Серебряный век продолжается
Серебряный век продолжается
Фото: Фёдор Евгеньев
Сегодня мы беседуем с лауреатом премии Дельвига и кавалером ордена Дружбы, знаменитым французским профессором-славистом, коллекционером, основателем и главой Ассоциации по сохранению русского культурного наследия во Франции Ренэ ГЕРРА.
- Господин Герра, вы довольно часто приезжаете в Россию. Каково, на ваш взгляд, нынешнее состояние русской литературы?
– Россия по-прежнему богата талантами, и я это знаю не понаслышке. Я часто бываю в России. Вот сейчас вернулся в Санкт-Петербург с Урала. Меня пригласили на международное совещание молодых писателей, которое проходило в городе Каменске-Уральском. Это было для меня весьма интересно. На совещании было несколько десятков писателей не только с Урала, но и из Сибири. Я убедился, что в России есть молодые писатели. Новое литературное поколение подрастает. На этом совещании были и писатели старшего поколения. К примеру, Пётр Краснов, с которым я уже давно дружу. С участниками семинара я поделился своими знаниями об эмигрантской прозе. Если можно так сказать, был "переброшен мост" из Парижа в этот уральский город. Меня и раньше приглашали на это совещание, но я человек занятой, и всё как-то не складывалось. А тут вот сложилось. Я прилетел на Урал из Санкт-Петербурга, где выступал на пленарных заседаниях Лихачёвских чтений, делал доклад на тему: «Диалог культур между Францией и Россией». Это совсем не моя тема, но я хотел подчеркнуть, что наши культурные связи завязались отнюдь не вчера.

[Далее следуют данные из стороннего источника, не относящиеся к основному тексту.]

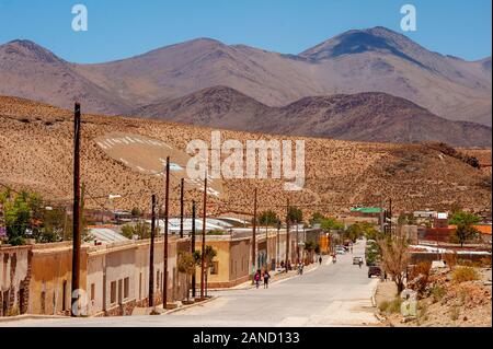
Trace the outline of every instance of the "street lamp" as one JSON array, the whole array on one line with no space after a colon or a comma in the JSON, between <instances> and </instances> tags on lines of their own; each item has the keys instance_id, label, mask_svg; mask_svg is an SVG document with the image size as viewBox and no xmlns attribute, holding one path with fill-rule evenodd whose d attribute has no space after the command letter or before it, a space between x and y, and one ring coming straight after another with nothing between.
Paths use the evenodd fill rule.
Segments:
<instances>
[{"instance_id":1,"label":"street lamp","mask_svg":"<svg viewBox=\"0 0 493 349\"><path fill-rule=\"evenodd\" d=\"M279 233L280 233L280 220L277 221L277 244L276 244L276 266L279 267Z\"/></svg>"}]
</instances>

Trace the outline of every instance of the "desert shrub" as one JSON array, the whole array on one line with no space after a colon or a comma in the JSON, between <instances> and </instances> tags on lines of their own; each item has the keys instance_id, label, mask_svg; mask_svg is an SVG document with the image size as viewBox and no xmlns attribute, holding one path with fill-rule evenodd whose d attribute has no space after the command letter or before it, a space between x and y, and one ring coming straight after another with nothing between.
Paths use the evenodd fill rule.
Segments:
<instances>
[{"instance_id":1,"label":"desert shrub","mask_svg":"<svg viewBox=\"0 0 493 349\"><path fill-rule=\"evenodd\" d=\"M459 307L457 305L452 306L451 310L450 310L450 318L452 321L456 321L456 319L459 318L459 315L460 315Z\"/></svg>"},{"instance_id":2,"label":"desert shrub","mask_svg":"<svg viewBox=\"0 0 493 349\"><path fill-rule=\"evenodd\" d=\"M425 302L419 302L417 303L417 317L419 321L424 319L427 321L428 319L428 305Z\"/></svg>"},{"instance_id":3,"label":"desert shrub","mask_svg":"<svg viewBox=\"0 0 493 349\"><path fill-rule=\"evenodd\" d=\"M457 253L447 253L444 255L444 260L448 267L452 268L457 265Z\"/></svg>"},{"instance_id":4,"label":"desert shrub","mask_svg":"<svg viewBox=\"0 0 493 349\"><path fill-rule=\"evenodd\" d=\"M491 257L484 257L480 260L481 267L491 267Z\"/></svg>"},{"instance_id":5,"label":"desert shrub","mask_svg":"<svg viewBox=\"0 0 493 349\"><path fill-rule=\"evenodd\" d=\"M420 275L423 275L425 278L429 276L429 270L432 270L432 264L429 261L420 261L414 268L411 270L411 280L417 278Z\"/></svg>"},{"instance_id":6,"label":"desert shrub","mask_svg":"<svg viewBox=\"0 0 493 349\"><path fill-rule=\"evenodd\" d=\"M401 312L401 304L402 300L400 296L397 296L389 303L389 306L387 307L387 312L391 314L400 313Z\"/></svg>"},{"instance_id":7,"label":"desert shrub","mask_svg":"<svg viewBox=\"0 0 493 349\"><path fill-rule=\"evenodd\" d=\"M388 301L382 301L382 302L380 302L380 304L378 304L378 309L382 313L387 312L388 307L389 307L389 302Z\"/></svg>"},{"instance_id":8,"label":"desert shrub","mask_svg":"<svg viewBox=\"0 0 493 349\"><path fill-rule=\"evenodd\" d=\"M472 267L474 264L470 259L458 259L457 265L462 267Z\"/></svg>"},{"instance_id":9,"label":"desert shrub","mask_svg":"<svg viewBox=\"0 0 493 349\"><path fill-rule=\"evenodd\" d=\"M439 284L435 284L432 289L433 302L436 303L442 301L442 299L445 296L446 293L447 291L445 290L445 288L443 288Z\"/></svg>"},{"instance_id":10,"label":"desert shrub","mask_svg":"<svg viewBox=\"0 0 493 349\"><path fill-rule=\"evenodd\" d=\"M473 281L478 279L478 271L471 267L458 267L452 272L452 280L456 282Z\"/></svg>"},{"instance_id":11,"label":"desert shrub","mask_svg":"<svg viewBox=\"0 0 493 349\"><path fill-rule=\"evenodd\" d=\"M19 306L16 304L7 311L7 316L18 316L20 314L21 312L19 311Z\"/></svg>"}]
</instances>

– Вы свободно говорите и пишете по-русски. Это плод взаимного притяжения и интереса наших стран и наших культур друг к другу – или тому есть иные причины?
– Русский язык – это моя страсть. Я полюбил русский язык 55 лет назад. На Лазурном Берегу я волей судьбы встретился с современниками А.П. Чехова, и они сумели привить мне любовь ко всему русскому. Я на всю жизнь заразился любовью к русскому языку. И мне не нужны сейчас ни переводчики, ни редакторы. И в этом есть что-то непостижимое для меня.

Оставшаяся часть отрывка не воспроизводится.